Bir nevi beni neden öptün demek istemiştim.
"İstedim." tek nefeste kullandığı kelimesiyle yüzü tamamen alaylıktan arınmış ve ciddileşmişti. Fakat onun sakin duruşuna karşı ben öfkelenmiştim. Demek sadece istemişti. Nedeni dahi bana söylemiyordu.
En önemlisi bu benim için önemliydi. İstedim ve öptüm diyerek geçemezdi.
"Bu bir cevap değil."
Değildi.
"Ne bekliyorsun?" dedi göz kapaklarını ağır bir yavaşlıkla kırparak.
Ne bekliyordum? Benden haz almıyordu. Hatta belki de nefret ediyordu, ama beni öpmüştü. Yoksa bir amacı mı vardı? İçinden geldiği için öpmüş olamazdı. Buna inanmak güçtü. Ya da şu an sağlıklı düşünemiyordum.
"Sevmediğin birine dokunma. Senin için önemli olmasa da benim için bunlar önemli. Bu yüzden bir daha bana yaklaşma." net bir şekilde ona karşı tavrımı koyarken sesimin titrememesi için özen göstermiştim. Duygusal anlamda kendimi kötü hissediyordum. Sırf merakım için ona izin vermiştim. İstesem geri çekilirdi. Yine de kendime kızamıyordum.
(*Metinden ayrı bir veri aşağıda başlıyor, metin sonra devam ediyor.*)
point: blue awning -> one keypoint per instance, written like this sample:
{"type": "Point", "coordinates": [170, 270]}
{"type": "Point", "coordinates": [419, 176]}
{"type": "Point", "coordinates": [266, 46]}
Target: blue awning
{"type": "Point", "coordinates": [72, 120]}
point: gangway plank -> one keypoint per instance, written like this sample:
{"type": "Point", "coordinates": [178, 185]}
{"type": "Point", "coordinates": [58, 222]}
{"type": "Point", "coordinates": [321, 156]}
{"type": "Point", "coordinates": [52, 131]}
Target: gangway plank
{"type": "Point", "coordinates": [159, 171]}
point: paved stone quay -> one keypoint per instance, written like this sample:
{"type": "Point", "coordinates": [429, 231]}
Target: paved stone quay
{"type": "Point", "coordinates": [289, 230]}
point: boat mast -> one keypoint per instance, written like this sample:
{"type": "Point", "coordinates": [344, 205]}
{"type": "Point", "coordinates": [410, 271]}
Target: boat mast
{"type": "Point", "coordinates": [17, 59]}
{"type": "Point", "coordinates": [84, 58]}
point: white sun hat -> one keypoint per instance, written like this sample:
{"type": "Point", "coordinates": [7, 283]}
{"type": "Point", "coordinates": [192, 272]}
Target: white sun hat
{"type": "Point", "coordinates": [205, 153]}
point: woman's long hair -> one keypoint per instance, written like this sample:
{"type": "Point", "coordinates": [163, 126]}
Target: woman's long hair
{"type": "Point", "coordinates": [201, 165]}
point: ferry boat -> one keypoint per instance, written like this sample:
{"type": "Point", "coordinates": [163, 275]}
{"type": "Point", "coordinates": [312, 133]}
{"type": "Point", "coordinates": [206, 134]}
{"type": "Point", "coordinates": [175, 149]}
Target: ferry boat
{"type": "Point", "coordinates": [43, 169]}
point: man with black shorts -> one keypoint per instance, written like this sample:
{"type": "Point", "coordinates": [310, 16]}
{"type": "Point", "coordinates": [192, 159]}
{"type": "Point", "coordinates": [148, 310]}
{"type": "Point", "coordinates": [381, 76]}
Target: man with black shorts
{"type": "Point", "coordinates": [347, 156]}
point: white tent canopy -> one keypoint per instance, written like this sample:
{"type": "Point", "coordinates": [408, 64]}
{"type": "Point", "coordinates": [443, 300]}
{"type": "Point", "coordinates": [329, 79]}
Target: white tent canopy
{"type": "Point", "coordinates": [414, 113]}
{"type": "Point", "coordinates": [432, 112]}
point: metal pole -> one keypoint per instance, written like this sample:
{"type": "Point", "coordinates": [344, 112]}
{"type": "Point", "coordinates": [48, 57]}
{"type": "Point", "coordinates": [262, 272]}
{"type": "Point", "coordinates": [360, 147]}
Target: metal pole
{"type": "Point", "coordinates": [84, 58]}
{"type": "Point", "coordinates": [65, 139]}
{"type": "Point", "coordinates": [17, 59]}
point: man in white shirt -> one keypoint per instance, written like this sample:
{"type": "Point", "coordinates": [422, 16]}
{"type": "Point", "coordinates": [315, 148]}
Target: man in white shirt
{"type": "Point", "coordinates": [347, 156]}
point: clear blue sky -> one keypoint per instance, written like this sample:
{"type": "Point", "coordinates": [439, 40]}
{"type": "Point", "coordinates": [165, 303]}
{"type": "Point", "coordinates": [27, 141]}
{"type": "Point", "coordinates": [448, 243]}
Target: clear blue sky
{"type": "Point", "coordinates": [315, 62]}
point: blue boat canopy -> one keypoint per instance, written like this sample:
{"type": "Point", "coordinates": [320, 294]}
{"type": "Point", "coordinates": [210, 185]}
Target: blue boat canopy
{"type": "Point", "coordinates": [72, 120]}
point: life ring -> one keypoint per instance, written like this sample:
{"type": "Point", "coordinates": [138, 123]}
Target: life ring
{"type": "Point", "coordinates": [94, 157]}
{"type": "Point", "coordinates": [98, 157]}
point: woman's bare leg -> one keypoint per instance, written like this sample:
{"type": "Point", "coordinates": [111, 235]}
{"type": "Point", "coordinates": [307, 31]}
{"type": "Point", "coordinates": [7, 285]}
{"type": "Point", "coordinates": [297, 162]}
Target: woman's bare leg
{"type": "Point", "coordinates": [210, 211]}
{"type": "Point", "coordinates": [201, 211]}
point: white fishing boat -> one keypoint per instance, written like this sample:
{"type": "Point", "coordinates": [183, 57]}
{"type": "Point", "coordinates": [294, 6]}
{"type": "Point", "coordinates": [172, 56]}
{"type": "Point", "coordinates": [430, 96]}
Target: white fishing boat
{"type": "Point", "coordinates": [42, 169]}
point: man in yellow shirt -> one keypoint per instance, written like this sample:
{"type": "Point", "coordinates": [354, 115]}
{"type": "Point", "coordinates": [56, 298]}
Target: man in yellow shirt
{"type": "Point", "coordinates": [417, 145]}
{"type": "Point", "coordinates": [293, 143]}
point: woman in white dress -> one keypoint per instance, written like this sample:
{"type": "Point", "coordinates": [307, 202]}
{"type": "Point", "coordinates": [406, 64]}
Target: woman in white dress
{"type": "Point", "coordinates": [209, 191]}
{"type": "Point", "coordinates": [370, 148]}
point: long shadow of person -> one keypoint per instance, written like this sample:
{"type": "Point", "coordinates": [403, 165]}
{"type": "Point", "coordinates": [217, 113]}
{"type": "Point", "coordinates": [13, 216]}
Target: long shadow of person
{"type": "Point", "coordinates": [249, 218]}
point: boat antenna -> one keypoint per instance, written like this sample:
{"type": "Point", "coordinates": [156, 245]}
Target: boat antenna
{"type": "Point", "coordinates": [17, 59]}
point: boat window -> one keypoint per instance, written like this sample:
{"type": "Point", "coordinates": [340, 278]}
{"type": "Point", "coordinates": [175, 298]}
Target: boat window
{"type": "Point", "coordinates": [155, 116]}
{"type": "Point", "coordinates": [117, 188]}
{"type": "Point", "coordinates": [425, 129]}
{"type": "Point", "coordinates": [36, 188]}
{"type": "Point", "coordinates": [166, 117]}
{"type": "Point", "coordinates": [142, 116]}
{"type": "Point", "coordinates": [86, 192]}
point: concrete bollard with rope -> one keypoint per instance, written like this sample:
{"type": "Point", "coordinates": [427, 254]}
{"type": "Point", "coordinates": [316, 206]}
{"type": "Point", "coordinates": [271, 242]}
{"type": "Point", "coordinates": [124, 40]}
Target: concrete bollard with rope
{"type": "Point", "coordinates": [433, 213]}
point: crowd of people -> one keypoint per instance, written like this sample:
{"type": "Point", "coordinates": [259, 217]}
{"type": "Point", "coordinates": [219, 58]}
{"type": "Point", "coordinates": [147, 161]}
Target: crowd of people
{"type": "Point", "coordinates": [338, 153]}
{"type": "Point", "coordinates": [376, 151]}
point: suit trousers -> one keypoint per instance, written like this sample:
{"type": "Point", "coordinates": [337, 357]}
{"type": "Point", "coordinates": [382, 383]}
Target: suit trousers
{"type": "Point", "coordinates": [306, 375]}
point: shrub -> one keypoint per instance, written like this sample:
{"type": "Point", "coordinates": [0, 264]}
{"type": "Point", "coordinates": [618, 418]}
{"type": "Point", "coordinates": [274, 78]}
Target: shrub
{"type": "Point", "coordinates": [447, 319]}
Ruhum bir savaşın ortasındaydı ve ben durmuş etrafımdaki olan biteni izliyordum. Ya galip gelecektim ya da pes edecektim.
"Duygularını işine katmadığın sürece bedeninle istediğini yap renksiz. Çünkü bedeni önemli kılan ruhtur." uzaklaştırdığı başını tekrardan yüzüme doğru yaklaştırdı. "Evet seni öpmem anlamsız. İstedim, istedin ve oldu. Bu kadar. Ancak bir insanın ruhu birine ait olursa bedeniyle istediğini yapamaz, çünkü ruhu izin vermez."
Kurduğu cümlelerin anlamı açıktı ve ben de çok iyi anlamıştım. Yani bedenimle istediğimi yapmakta özgürdüm. Ta ki ruhum birine ait olana kadar. O zaman öyle anlamlı olurmuş. Yine de bunu istemezdim. Elbette bedenimle istediğimi yapardım ve buna kimse karışamazdı. Fakat ben bazı anların ve dokunuşların özel olmasını isteyen taraftım.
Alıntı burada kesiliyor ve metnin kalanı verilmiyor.